The main thing to remember is: LOOK AT THE PATIENT. The whole point of an alarm is to call your attention to the problem, but you don't want to run into a room and start messing with the piece of equipment that's alarming, you want to LOOK AT THE PATIENT, which is all the alarm is trying to get you to do, anyhow. If the pt is blue, troubleshooting the monitor or the vent or the pump is not your first priority. A similar piece of advice a preceptor gave me helped me get over my "vent fright" once and for all: if the vent is alarming and you don't think the pt is being adequately oxygenated/ventialted, disconnect the pt from the vent and bag him while you or someone else troubleshoots the problem. Once I knew I could do that, I got over it and quit panicking.

You are not weird or wimpy. You are perfectly normal. Remember your very first clinical rotation ever and how foreign and intimidating everything seemed? You know how (relatively) comfortable you feel now doing pt care? ICU is like that. When in doubt, ASK FOR HELP!! No one expects you to know everything yet. Good luck!
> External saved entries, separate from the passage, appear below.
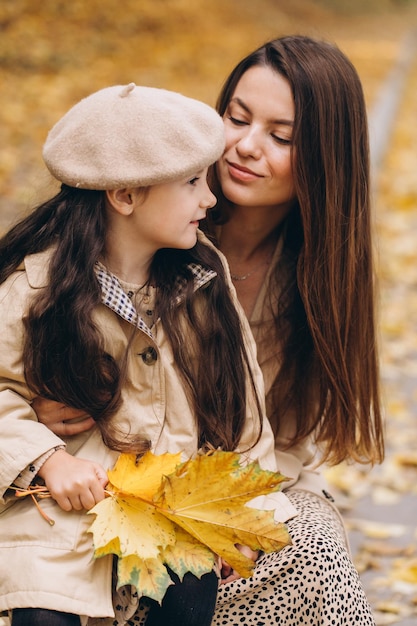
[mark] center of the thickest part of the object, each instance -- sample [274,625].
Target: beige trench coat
[53,567]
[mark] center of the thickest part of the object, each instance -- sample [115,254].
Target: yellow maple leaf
[206,497]
[142,477]
[125,525]
[164,513]
[150,576]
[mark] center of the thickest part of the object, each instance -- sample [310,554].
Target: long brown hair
[63,355]
[325,321]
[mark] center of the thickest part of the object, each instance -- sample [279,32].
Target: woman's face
[255,169]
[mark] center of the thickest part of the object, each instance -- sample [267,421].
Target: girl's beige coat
[53,566]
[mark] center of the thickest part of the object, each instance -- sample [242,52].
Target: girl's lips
[241,173]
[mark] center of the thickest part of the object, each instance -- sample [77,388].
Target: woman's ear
[122,200]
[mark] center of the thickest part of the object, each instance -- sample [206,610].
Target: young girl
[112,302]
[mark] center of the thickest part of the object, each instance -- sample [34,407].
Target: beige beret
[130,136]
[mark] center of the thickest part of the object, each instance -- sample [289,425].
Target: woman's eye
[282,140]
[237,122]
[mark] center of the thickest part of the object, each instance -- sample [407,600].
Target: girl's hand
[74,483]
[228,573]
[62,420]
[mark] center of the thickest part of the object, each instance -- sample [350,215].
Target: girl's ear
[122,200]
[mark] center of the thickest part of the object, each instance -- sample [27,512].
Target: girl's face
[169,214]
[255,169]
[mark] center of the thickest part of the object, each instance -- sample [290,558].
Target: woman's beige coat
[53,566]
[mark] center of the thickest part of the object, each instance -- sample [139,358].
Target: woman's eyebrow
[245,107]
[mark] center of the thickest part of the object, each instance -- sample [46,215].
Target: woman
[293,219]
[111,301]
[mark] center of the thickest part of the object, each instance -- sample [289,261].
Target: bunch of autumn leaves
[160,512]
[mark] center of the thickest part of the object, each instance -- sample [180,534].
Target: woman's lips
[241,173]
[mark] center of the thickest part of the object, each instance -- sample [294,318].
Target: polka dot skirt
[313,582]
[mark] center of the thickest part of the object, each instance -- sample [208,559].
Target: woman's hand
[61,419]
[228,573]
[74,483]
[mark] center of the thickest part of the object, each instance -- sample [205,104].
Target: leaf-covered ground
[53,52]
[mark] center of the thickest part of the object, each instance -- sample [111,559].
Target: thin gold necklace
[238,277]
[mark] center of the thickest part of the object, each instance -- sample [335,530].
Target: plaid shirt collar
[115,298]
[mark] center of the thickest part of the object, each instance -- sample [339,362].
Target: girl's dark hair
[64,356]
[325,322]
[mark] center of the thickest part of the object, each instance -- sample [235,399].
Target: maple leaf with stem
[163,513]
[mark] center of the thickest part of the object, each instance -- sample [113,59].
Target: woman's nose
[249,144]
[209,200]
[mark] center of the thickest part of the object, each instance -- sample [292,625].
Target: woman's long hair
[325,321]
[64,357]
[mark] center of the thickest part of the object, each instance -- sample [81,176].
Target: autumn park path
[380,508]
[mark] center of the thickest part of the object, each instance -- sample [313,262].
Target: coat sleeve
[23,439]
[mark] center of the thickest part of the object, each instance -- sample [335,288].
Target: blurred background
[54,52]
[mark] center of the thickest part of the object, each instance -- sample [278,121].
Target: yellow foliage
[162,512]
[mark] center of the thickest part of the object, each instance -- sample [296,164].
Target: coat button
[149,356]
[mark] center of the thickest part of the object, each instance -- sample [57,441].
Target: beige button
[149,355]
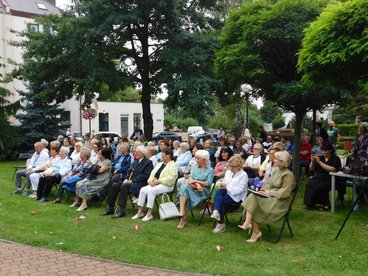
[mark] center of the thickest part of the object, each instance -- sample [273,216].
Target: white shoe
[137,216]
[147,218]
[215,215]
[220,227]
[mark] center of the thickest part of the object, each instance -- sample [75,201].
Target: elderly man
[137,178]
[121,165]
[39,159]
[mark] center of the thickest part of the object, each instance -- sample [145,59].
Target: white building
[112,116]
[119,117]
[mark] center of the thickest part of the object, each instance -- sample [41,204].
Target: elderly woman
[76,174]
[161,180]
[183,158]
[75,155]
[253,162]
[58,172]
[87,187]
[197,187]
[232,191]
[275,202]
[319,186]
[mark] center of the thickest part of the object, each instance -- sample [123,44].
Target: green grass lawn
[313,250]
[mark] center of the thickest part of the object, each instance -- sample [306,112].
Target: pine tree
[39,118]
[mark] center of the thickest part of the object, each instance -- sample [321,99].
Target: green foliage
[335,48]
[171,121]
[348,129]
[39,118]
[271,113]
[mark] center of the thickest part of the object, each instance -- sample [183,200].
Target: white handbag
[167,210]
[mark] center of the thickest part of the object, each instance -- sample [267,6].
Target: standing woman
[86,187]
[319,186]
[197,187]
[267,210]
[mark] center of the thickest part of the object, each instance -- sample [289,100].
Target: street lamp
[246,90]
Two years is a good time to stop having night mares about ICU nursing, you probably will become kinda comfortable with it then. Yeh, I have been there done that but we are talking about you now. You sound like a really wonderful person and an exceptional ICU nurse. You just have to learn the alarms, the drugs, the problems and kinda learn how to save the adrenaline for when you really need it. Time, commitment and a lotta sleepless nights are what you have to look forward to. The end result is self satisfaction...you did it and you are saving lives and you are on top of things and you continue to learn and save more lives. Oh and yes, you lose lives too and you have to grieve with the family.
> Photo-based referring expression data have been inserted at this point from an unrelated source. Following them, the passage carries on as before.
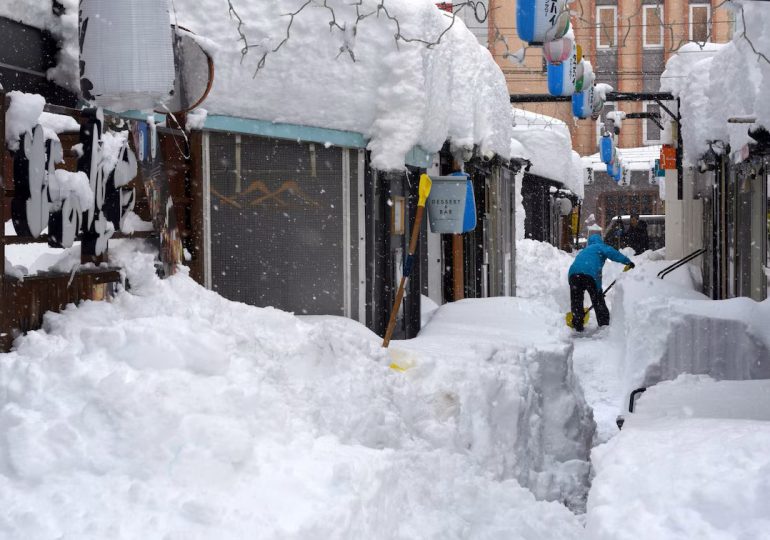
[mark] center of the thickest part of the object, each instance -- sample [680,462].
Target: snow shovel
[424,191]
[568,317]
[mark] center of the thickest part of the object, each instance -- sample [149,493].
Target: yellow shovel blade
[401,360]
[569,319]
[424,189]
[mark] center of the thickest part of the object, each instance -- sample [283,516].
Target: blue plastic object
[469,218]
[606,146]
[561,77]
[582,103]
[536,20]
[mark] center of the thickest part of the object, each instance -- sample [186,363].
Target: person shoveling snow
[585,274]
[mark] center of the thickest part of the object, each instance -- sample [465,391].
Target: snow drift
[173,413]
[704,77]
[671,329]
[547,143]
[692,462]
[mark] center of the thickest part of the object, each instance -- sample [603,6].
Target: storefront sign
[667,157]
[451,205]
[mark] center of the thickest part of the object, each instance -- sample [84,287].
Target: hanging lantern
[557,51]
[126,55]
[614,171]
[606,147]
[538,21]
[583,72]
[582,103]
[561,77]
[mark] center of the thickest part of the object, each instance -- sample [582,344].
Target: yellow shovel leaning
[424,190]
[570,319]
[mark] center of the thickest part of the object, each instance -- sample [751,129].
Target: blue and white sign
[451,204]
[538,21]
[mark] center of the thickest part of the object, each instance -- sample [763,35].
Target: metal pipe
[632,399]
[611,96]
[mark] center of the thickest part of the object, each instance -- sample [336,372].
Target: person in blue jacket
[585,274]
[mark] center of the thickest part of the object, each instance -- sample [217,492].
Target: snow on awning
[546,142]
[716,82]
[397,95]
[634,159]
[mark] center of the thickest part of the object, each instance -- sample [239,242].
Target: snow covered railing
[681,262]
There are just a few tidbits I would like to share, and please carry them on with you as you grow. Dead is dead.....Asystole is the easiest protocol as you arent gonna make em anymore dead.....and dignity in life, dignity in decline and last but most important.....dignity in death.

Specializes in ICU, ER, MED, SURG, TELE, HOME HEALTH.

believe it or not, there will come a time that you treasure the vented, paralyzed patient...when you only have to care for the patient's highly specialized needs...when you don't have to run down the hall for the "critical" cup of ice, bedpan, bandaid, etc. Even as an experienced nurse, the first day of ICU orientation, I thought "I'm not sure if I can keep track of 10 IV pumps and a vent and a monitor and vitals and,......

It all works out.

Specializes in Hospice, Critical Care.

The fact that you felt overwhelmed and clueless is actually a GOOD sign. The new nurses who do the best in ICU are those who realize they have a lot to learn not those who walk in the door thinking they know it all. And you can get more support from your fellow nurses if you freely ask questions rather than try to act like you've got it all covered (when you don't--'cause they'll figure that out).